I used to do work for an agency that booked celebs. Ant and Dec were £20K and thats ten years ago.

The company I worked for before I started my own business held very lavish conferences and booked people like Bob Monkhouse, Ronnie Corbet etc. They charged that sort of money and more even right back then for a 30 min performance. 

Bob Monkhouse was brilliant by the way and did research and took the p!ss out of well known people within the organisation.
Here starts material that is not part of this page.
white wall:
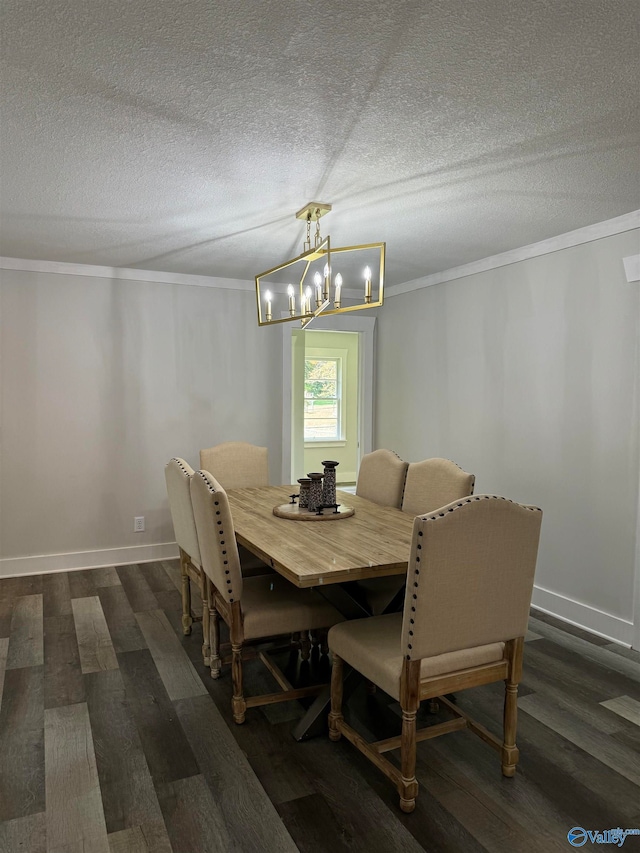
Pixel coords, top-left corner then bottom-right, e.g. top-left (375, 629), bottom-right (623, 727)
top-left (375, 230), bottom-right (640, 643)
top-left (0, 270), bottom-right (282, 574)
I fell asleep when Ronnie Corbert was on.


----------



## CandA (May 1, 2005)

Thanks for that Camdoon

Nice work if you can get it ... Ray Mears is clearly a bit confused about his views if he accepted the invite to talk at the show.
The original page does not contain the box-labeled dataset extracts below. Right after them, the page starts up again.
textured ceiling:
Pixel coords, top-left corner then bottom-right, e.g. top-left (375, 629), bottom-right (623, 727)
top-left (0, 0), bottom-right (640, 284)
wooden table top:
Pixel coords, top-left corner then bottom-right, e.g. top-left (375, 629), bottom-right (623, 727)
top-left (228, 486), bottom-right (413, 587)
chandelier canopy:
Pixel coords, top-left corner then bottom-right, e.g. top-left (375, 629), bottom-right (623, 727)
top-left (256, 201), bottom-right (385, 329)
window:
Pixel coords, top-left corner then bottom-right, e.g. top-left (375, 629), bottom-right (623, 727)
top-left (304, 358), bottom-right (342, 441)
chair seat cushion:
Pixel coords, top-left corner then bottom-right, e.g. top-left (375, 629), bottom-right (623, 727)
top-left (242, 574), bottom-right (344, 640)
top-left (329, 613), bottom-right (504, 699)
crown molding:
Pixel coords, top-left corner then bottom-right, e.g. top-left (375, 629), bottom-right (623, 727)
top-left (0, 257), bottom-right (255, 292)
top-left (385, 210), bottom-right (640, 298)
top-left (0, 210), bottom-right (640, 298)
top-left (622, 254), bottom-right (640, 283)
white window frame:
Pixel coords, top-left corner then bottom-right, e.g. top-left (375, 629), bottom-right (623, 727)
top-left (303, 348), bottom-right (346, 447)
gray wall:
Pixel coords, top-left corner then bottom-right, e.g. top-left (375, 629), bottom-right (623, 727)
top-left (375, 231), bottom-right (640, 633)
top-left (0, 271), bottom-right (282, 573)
We don't go to many shows but when we do we never see any 'celebrity' speakers, we go to see vans and accessories and after a few hours of that we are ready for home.

Good wishes


----------



## Pudsey_Bear (Sep 25, 2008)

Can't argue with his veiws, I'd rather have a more invisible colour too.


----------



## GEMMY (Jun 19, 2006)

How about:






Calling all cars, getaway driver, driving a red/blue/black/green/ pink car :wink:

tony


----------



## vicdicdoc (May 14, 2005)

Mine changes colour all the time . . Clean white to muddy splat to grey & finally to green algae, amazingly all within a short space of time :wink:


----------



## Pudsey_Bear (Sep 25, 2008)

CandA said:


> Thanks for that Camdoon
> 
> Nice work if you can get it ... Ray Mears is clearly a bit confused about his views if he accepted the invite to talk at the show.
> 
> ...


[hr:226f165be4]

Maybe not confused, and was going to say similar at the event, he is straight talker, perhaps whoever booked him didn'tknowhis views.


----------